Smoothed Distance Kernels for MMDs and Applications in Wasserstein Gradient Flows
Nicolaj Rux, Michael Quellmalz, Gabriele Steidl
TL;DR
This paper addresses the nondifferentiability and limited theoretical guarantees of the classical negative distance kernel in maximum mean discrepancy (MMD) by constructing a Lipschitz-differentiable, smoothed distance kernel via a 1D smoothing of the absolute value followed by a Riemann-Liouville fractional integral, preserving conditional positive definiteness of order one and near-linear growth.The authors establish a radial kernel $K(x,y)=F(\|x-y\|)-F(\|x\|)-F(\|y\|)$ with $F=\mathcal{I}_d[f]$, where $f=|\cdot|*u$ is smoothed, show that $K$ is positive definite, characteristic, and has a Lipschitz gradient, enabling well-posed Wasserstein gradient flows of the associated MMD.They prove existence and convergence of the gradient-flow dynamics in the Wasserstein-2 space for the smoothed kernel, derive a practical Euler discretization for empirical measures, and demonstrate through 2D and MNIST experiments that the smoothed kernel achieves robust convergence and effective target recovery, aided by a slicing-based fast summation scheme.Overall, the work offers a theoretically justified and computationally practical alternative to the negative distance kernel for kernel-based variational methods in high dimensions.
Abstract
Negative distance kernels $K(x,y) := - \|x-y\|$ were used in the definition of maximum mean discrepancies (MMDs) in statistics and lead to favorable numerical results in various applications.

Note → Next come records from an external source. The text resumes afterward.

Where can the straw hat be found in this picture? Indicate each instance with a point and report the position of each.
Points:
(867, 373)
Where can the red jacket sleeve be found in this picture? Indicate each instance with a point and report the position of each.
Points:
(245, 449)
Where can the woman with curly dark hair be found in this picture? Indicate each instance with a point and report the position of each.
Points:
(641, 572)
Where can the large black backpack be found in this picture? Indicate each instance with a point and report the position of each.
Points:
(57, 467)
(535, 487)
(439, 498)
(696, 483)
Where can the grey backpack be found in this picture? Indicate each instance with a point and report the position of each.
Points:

In particular, so-called slicing techniques for handling high-dimensional kernel summations profit from the simple parameter-free structure of the distance kernel. However, due to its non-smoothness in $x=y$, most of the classical theoretical results, e.g. on Wasserstein gradient flows of the corresponding MMD functional do not longer hold true. In this paper, we propose a new kernel which keeps the favorable properties of the negative distance kernel as being conditionally positive definite of order one with a nearly linear increase towards infinity and a simple slicing structure, but is Lipschitz differentiable now. Our construction is based on a simple 1D smoothing procedure of the absolute value function followed by a Riemann-Liouville fractional integral transform. Numerical results demonstrate that the new kernel performs similarly well as the negative distance kernel in gradient descent methods, but now with theoretical guarantees.